The economic crisis has not left the luxury residential market untouched, affecting mainly large dwellings in the so-called privileged areas of the Athens conurbation.

"The absorption time for apartments in neighborhoods such as Kolonaki, Psychico and Filothei has increased significantly, as we have cases of units measuring over 250 square meters remaining empty longer than eight months. As a result, owners short of liquidity have been forced to scale down their prices in order to sell their properties. We have seen cases where the difference between the initially quoted price and the final sale price was as high as 20 percent," said one real estate agent.

An average drop of more than 5 percent is also estimated in the rental prices of luxury homes.

"The number of customers interested in such homes has decreased significantly. For instance, executives of multinational companies, who were an important source of demand in past years, have either fallen in number or their employers, as part of cost cutbacks, have set ceilings on expenses," observed another realty agent specializing in luxury housing. "The crisis has hit everywhere; even leading luxtury goods retailers are recording a significant drop in sales and profitability. Of course the luxury housing market could not be the exception. It is an international phenomenon that will not disappear in the near future," he added.

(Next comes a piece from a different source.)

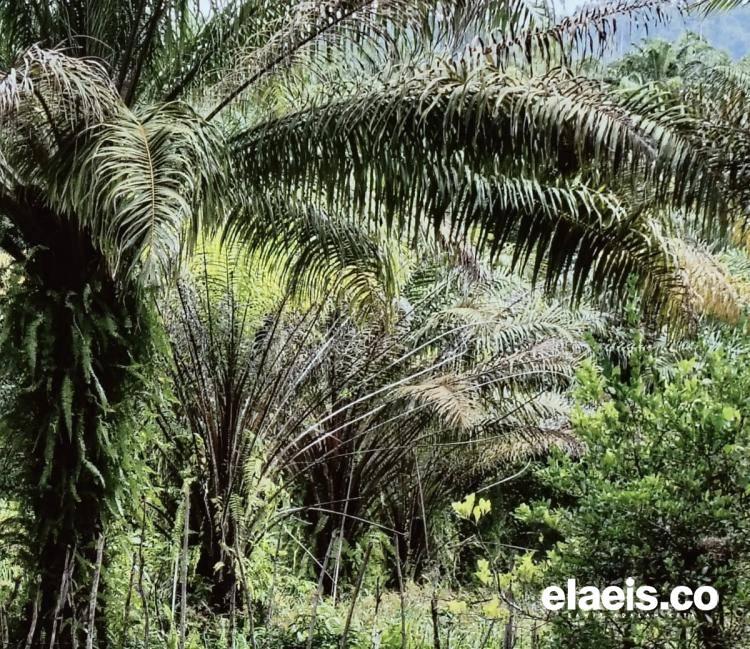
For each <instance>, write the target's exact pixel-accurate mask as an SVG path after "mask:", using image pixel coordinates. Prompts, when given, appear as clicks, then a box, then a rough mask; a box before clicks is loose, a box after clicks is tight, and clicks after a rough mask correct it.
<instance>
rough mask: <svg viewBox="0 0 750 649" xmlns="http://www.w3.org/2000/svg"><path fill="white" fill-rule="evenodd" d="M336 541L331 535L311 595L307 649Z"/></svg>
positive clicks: (312, 629) (316, 618)
mask: <svg viewBox="0 0 750 649" xmlns="http://www.w3.org/2000/svg"><path fill="white" fill-rule="evenodd" d="M335 541H336V535H335V534H334V535H333V536H332V537H331V540H330V542H329V543H328V549H327V550H326V556H325V559H323V568H322V569H321V571H320V577H318V588H317V589H316V590H315V596H314V597H313V603H312V612H311V613H310V627H309V629H308V631H307V649H312V640H313V635H314V634H315V622H316V620H317V619H318V604H319V603H320V599H321V598H322V597H323V580H324V579H325V576H326V569H327V568H328V558H329V557H330V556H331V550H332V549H333V544H334V543H335Z"/></svg>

Analysts are attributing the slide in prices and demand to the fact that prospective buyers who have the money to buy are adopting a wait-and-see attitude, expecting even lower prices. At the same time, buyers who maintained demand in the previous year by offering record prices have virtually disappeared.

Meanwhile, statistical data based on a sample of 70,000 new residential homes across Greece show that sale prices remained at 2007 levels last year.

Now discounts of 5-10 percent on initially quoted prices are generally considered quite possible after some hard bargaining. The drop in sales last month is estimated at 20 percent, year-on-year, in line with estimates of the decline in mortgage lending.

Developers on the whole are now focusing on small apartments with an area of 70 to 80 sq.m. Construction of dwellings measuring over 170 sq.m. has dropped sharply.